Chasing More Growing Days in Alaska
(And Some Surprising Flower Colors)
If you grow anything in Alaska — or in any northern climate — you know the challenges.
Just when your garden really starts hitting its stride… the season is more than halfway over.
In many parts of Alaska we only get about 115 frost-free days, usually from late May through August. For flower farmers and food growers alike, that short window limits what we can grow, how much we can harvest, and how long we can supply local markets.
So naturally, farmers start asking the same question:
How do we stretch the season just a little further?
That question is exactly what inspired a new research project we’re working on here at the farm.
A New Research Project for High-Latitude Growing
We’re incredibly grateful to have received support from the Western Sustainable Agriculture Research and Education (SARE) program, which funds farmer-led research projects exploring practical solutions for agriculture.
Our project focuses on one big question:
How can we extend Alaska’s growing season in a way that is practical, energy-efficient, and profitable for growers in cold climates?
To explore this, we’re testing a hybrid season-extension model inspired by merging several existing systems.
Rather than relying on just one technique, the goal is to combine the most effective elements of different systems into something that could realistically work for growers in Zone 3/4 climates like Alaska — and potentially even colder regions.
If successful, this approach could extend production by as much as four additional months.
For growers, that could mean dramatically more production time — and a much stronger local supply of flowers and food.
But that’s only half of what we’re studying.
Because Alaska has another growing variable that most places don’t.
Alaska’s Long Days Do Strange Things to Flowers
Anyone who has grown plants in Alaska has probably noticed it at some point.
You plant a variety you’ve seen in catalogs… and when it blooms, it doesn’t look quite the same.
Our summer days can reach 18–22 hours of daylight, creating growing conditions that are very different from most places where plant varieties are developed.
And sometimes, that long northern light changes things.
For years we’ve noticed subtle differences in how flowers grow here — especially when it comes to color.
So part of this project is documenting something we call:
High-latitude floriculture anomalies.
In simpler terms:
Flowers grown in Alaska sometimes develop different colors, tones, or characteristics than expected.
For this project we’re documenting these changes across four types of cut flowers:
• Dahlias (tubers)
• Tulips (bulbs)
• Anemones (corms)
• Snapdragons (seed-grown)
Throughout the season we’re photographing blooms and comparing them with breeder reference images to better understand how extreme daylight conditions influence color and growth.
One Early Observation
One of the first crops we’ve started documenting closely is dahlias.
Dahlias are loved by growers for their striking colors, incredible range of varieties, and the sheer diversity across classes — from soft, romantic forms to bold, structured blooms.
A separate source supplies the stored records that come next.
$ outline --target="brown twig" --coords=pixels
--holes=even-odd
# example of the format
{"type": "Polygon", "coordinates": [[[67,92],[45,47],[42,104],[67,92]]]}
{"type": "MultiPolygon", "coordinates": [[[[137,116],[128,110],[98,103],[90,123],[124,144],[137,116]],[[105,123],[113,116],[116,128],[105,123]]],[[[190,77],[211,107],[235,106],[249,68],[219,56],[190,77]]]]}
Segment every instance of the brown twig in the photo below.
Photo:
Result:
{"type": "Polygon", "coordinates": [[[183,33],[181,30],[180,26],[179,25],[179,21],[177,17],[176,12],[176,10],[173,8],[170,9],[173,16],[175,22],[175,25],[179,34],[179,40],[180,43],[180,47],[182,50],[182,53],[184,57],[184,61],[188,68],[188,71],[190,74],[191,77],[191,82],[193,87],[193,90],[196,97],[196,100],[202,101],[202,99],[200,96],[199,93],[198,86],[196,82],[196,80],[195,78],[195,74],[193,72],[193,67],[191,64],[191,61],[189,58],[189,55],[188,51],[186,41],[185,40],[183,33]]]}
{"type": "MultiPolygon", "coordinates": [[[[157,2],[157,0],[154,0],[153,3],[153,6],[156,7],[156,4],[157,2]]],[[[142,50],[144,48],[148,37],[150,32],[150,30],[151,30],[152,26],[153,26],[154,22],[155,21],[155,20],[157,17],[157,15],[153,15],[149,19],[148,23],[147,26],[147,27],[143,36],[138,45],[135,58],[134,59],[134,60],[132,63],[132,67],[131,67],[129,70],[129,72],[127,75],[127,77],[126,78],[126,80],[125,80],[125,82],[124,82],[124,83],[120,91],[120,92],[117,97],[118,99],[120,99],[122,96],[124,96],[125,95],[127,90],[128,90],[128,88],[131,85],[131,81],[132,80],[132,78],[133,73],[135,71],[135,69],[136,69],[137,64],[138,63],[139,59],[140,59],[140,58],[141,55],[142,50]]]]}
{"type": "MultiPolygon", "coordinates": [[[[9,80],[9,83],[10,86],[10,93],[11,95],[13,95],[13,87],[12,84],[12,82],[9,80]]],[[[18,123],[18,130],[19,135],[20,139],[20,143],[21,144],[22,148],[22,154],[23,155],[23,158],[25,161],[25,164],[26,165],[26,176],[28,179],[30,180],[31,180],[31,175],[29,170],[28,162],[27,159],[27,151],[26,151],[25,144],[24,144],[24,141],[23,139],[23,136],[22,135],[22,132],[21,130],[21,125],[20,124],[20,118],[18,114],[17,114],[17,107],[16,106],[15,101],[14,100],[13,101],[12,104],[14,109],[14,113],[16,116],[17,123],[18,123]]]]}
They’re also notoriously difficult to ship well, which makes them an especially valuable crop for local flower farms.
Under Alaska’s long daylight hours, we’ve started noticing differences compared with standard breeder images.
Some varieties appear slightly lighter, more saturated, or shifted in tone. In other cases, the changes are more dramatic — with colors presenting almost entirely differently than expected.
Some shifts are subtle. Others are hard to ignore.
We’re continuing to photograph and document these blooms so growers working in northern climates can better understand what kinds of variations to expect when growing dahlias at high latitudes.
Do you see the difference in this variety?
Why This Matters for Growers
For commercial flower farms, these kinds of details matter more than you might think.
Color accuracy plays a huge role when selling to:
• florists
• designers
• wedding clients
• wholesale buyers
If a flower blooms a noticeably different shade than expected, it can affect how growers plan crops, market varieties, and communicate with customers.
By documenting these patterns, we hope to help northern growers:
• choose varieties more confidently
• anticipate bloom outcomes
• market flowers more accurately to florists and designers
What’s Next
This first season has focused on collecting observations and photographs that document these high-latitude growing effects.
Over the course of the project we’ll be sharing:
• side-by-side image comparisons
• season extension system development
• lessons learned from testing different growing methods
• resources for other cold-climate growers
If you’re also experimenting with season extension, we’d love to hear from you and compare notes.
Growing in northern climates has always required a little creativity — and a lot of curiosity.
We’re excited to keep sharing what we discover.